© Reuters.
Investing.com – The US dollar traded higher in early European hours on Wednesday following hawkish rhetoric from a number of Federal Reserve officials and as the debt ceiling continued to battle in Washington.
At 03:10 ET (07:10 GMT), the euro, which measures the greenback against a basket of six other currencies, was up 0.2% at 102,560.
The US currency has recently benefited from the uncertainty surrounding the possibility of default in the US if a deal to raise the country’s borrowing limit is not implemented.
President Joe Biden met with Republican House Speaker Kevin McCarthy on Tuesday, and although there was encouraging noise about a possible deal, nothing was decided.
Biden warned that no deal is likely to push the US economy into recession, but it will also have a very negative impact globally, so the dollar is gaining safe haven status.
“The highly likely negative impact on risk sentiment and money markets means that upside risks for the dollar and yen are very significant in such a scenario,” ING analysts said in a note.
The dollar on Wednesday also underpinned hawkish comments by Federal Reserve policymakers this week, which suggested the US central bank could still raise interest rates again.
Interest rates rose last week for the tenth time in a row, but it hinted that it may be about to pause its aggressive policy tightening as it studies incoming economic data.
“At this point, based on the data I have so far, given the complexity of inflation, I can’t say I’m at the level of the federal funds rate where the next step is also likely to be an increase,” Cleveland Fed President Loretta Mester said on Tuesday.

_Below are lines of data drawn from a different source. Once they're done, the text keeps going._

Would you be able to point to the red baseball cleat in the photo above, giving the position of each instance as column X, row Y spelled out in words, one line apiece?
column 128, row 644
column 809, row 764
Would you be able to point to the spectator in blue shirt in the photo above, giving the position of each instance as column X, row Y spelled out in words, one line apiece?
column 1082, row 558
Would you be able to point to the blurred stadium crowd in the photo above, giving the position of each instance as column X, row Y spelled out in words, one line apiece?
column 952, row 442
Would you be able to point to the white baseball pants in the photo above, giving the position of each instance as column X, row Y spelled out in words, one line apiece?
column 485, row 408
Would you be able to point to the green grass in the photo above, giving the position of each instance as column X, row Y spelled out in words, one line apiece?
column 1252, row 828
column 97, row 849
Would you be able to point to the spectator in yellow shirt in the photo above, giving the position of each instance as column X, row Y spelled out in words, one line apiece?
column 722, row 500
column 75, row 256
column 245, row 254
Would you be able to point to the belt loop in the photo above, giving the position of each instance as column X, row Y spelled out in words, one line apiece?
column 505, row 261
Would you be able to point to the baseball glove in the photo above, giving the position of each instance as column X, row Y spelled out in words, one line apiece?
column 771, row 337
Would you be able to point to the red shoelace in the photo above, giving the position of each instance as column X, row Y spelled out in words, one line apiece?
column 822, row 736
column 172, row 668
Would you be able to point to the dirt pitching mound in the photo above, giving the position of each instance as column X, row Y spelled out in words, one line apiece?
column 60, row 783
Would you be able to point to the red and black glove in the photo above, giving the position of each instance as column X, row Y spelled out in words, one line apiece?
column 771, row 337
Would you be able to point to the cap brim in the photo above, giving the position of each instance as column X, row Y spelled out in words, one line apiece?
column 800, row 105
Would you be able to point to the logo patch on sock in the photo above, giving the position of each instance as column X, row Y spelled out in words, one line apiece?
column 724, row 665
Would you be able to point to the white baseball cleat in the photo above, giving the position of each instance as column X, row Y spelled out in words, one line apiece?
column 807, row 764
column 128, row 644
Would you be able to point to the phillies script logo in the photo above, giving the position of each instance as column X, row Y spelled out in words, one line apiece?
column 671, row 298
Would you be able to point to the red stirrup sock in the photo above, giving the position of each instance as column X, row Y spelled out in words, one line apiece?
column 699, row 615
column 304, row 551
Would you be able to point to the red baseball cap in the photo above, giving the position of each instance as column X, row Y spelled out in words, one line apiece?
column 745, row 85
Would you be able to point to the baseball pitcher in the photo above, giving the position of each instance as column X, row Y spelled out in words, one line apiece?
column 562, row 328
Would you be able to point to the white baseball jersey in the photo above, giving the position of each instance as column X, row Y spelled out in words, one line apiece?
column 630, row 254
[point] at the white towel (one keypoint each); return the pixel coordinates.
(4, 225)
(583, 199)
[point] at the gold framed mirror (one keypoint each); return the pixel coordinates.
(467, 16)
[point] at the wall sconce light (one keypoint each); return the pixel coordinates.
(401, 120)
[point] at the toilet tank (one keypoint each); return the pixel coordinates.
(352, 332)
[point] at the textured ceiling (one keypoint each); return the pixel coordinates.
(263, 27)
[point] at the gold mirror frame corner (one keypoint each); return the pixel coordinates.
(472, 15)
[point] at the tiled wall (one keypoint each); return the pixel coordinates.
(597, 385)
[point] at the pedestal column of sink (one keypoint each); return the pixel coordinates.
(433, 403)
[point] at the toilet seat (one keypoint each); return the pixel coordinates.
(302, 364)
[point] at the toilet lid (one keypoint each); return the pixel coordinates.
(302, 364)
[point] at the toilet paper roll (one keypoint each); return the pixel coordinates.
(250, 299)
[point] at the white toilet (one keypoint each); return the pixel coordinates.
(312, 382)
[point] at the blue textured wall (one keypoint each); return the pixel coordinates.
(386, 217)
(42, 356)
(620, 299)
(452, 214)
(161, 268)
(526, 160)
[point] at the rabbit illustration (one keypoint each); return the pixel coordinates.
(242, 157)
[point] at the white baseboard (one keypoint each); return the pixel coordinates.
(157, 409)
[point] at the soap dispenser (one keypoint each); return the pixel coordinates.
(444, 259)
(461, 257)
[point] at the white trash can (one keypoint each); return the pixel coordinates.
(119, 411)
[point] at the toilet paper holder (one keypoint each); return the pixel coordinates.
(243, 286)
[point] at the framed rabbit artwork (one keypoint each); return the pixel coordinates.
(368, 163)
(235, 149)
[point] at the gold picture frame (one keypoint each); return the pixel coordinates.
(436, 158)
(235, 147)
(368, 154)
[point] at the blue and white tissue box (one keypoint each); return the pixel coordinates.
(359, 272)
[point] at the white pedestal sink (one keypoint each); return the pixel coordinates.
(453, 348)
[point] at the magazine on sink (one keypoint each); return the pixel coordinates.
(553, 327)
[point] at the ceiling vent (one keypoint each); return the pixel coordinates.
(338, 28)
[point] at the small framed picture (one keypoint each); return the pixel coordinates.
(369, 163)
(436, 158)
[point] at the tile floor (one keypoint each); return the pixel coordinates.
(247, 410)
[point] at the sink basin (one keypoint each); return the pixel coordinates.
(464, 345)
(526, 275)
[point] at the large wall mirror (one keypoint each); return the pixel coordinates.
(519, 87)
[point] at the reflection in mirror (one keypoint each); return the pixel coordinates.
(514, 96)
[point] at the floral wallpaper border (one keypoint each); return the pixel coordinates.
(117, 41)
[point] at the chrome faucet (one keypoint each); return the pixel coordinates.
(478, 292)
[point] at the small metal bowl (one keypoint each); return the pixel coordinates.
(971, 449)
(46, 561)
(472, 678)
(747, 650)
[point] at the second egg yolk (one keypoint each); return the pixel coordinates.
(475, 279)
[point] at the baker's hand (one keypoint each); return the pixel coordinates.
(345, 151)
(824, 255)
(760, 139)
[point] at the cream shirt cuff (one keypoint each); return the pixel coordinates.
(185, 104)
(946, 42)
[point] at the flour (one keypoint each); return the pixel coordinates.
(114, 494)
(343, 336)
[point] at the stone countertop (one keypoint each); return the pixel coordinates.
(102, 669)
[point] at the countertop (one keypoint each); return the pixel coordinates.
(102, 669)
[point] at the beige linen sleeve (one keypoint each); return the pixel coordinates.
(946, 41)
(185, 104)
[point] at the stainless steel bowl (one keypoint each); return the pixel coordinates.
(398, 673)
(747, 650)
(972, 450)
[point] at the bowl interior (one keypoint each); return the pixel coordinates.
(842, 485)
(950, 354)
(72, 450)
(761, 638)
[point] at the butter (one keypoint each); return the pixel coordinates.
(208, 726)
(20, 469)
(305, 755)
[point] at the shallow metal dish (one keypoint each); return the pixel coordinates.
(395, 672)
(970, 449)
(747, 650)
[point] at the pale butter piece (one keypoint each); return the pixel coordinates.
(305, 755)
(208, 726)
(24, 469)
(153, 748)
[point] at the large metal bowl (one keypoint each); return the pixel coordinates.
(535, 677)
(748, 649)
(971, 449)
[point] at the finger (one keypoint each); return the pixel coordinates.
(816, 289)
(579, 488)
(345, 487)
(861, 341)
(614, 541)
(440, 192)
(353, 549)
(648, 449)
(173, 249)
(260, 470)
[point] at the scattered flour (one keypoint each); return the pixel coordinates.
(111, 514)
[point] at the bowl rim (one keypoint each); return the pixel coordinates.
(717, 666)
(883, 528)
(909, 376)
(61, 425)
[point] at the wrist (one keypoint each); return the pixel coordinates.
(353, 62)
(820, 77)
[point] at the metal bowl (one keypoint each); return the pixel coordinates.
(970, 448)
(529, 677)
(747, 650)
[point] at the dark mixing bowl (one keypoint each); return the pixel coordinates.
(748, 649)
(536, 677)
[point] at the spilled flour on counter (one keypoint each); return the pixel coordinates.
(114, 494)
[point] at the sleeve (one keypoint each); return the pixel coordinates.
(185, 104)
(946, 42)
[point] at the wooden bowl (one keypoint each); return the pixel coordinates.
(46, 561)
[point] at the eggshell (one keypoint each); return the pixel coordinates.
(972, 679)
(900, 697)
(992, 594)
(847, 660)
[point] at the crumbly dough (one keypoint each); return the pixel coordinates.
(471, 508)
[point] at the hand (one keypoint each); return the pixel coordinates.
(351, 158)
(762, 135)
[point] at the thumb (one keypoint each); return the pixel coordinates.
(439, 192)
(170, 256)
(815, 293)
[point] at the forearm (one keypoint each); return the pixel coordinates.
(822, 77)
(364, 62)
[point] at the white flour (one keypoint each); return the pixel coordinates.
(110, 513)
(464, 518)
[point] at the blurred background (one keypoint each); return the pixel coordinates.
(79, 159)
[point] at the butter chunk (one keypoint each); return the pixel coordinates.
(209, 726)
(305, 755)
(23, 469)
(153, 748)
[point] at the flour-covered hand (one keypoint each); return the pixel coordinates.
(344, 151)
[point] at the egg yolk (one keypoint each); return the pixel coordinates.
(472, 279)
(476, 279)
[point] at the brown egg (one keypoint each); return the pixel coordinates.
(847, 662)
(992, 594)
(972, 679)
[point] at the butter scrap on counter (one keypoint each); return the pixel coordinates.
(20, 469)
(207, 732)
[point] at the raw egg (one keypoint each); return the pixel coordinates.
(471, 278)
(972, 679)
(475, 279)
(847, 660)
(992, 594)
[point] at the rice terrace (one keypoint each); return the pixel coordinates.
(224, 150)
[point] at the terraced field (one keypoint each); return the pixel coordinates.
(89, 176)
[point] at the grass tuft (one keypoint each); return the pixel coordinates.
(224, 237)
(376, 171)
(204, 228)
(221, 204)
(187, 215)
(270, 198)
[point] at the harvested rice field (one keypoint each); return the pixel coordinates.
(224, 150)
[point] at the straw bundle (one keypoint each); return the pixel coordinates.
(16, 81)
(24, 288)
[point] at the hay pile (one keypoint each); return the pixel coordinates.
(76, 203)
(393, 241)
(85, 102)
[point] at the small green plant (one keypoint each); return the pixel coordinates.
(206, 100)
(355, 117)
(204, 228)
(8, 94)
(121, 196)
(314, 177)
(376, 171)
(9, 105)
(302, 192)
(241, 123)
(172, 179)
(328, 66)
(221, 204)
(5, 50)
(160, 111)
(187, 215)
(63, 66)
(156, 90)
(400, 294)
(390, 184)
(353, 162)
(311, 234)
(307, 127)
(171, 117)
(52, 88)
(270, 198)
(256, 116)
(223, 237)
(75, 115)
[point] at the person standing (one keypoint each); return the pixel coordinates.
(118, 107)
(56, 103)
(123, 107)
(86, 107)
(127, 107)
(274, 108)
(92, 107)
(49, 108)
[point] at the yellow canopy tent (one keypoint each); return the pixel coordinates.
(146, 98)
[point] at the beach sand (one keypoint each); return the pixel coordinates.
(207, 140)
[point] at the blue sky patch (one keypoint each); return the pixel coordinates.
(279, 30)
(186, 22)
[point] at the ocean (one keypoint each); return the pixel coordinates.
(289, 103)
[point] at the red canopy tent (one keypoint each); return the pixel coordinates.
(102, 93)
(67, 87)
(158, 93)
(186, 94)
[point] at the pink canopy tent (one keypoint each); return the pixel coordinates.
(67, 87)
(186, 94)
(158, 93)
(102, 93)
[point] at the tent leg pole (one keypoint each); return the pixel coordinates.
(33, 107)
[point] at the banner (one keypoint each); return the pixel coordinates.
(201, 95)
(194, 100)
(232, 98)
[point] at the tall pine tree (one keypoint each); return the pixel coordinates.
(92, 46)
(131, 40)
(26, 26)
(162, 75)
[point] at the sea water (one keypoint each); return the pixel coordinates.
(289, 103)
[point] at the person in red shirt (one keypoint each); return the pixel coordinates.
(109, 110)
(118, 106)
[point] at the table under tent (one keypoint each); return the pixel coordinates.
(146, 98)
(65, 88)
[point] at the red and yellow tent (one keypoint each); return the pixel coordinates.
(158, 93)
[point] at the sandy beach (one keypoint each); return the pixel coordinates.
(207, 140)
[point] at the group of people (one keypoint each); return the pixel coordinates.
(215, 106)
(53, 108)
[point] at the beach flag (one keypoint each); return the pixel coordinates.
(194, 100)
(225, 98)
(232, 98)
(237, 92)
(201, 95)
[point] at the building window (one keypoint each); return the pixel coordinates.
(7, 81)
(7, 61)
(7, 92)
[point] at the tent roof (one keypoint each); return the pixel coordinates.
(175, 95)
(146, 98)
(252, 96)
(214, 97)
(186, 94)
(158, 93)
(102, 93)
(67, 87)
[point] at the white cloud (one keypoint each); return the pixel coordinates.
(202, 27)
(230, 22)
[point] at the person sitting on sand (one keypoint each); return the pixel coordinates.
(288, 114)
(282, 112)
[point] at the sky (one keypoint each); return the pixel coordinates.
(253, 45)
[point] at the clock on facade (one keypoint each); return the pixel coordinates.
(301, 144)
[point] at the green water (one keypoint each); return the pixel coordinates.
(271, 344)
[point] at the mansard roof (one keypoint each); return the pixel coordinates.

It fell 0.1% to 1.0856, ahead of the release of the final April data for the Eurozone, which is expected to show continued higher prices.
ING added: “EUR/USD should remain mainly driven by the USD leg and the US debt frontier saga: we see 1.0800 as a key indicator of support, and a break below this level is likely to indicate a significant deterioration in market sentiment.”
It fell 0.3% to 1.2454, with the pound unexpectedly remaining under pressure in March, raising the possibility that interest rate increases will be halted at its next meeting in June.
It rose 0.3% to 136.79, after reaching a two-week peak overnight, and fell 0.1% to 0.6649, while it rose 0.2% to 6.9928, with the yuan retreating to its weakest level since mid-December on the back of increasing bets to be made by the People’s Bank of China. Need to further ease monetary policy to support economic growth.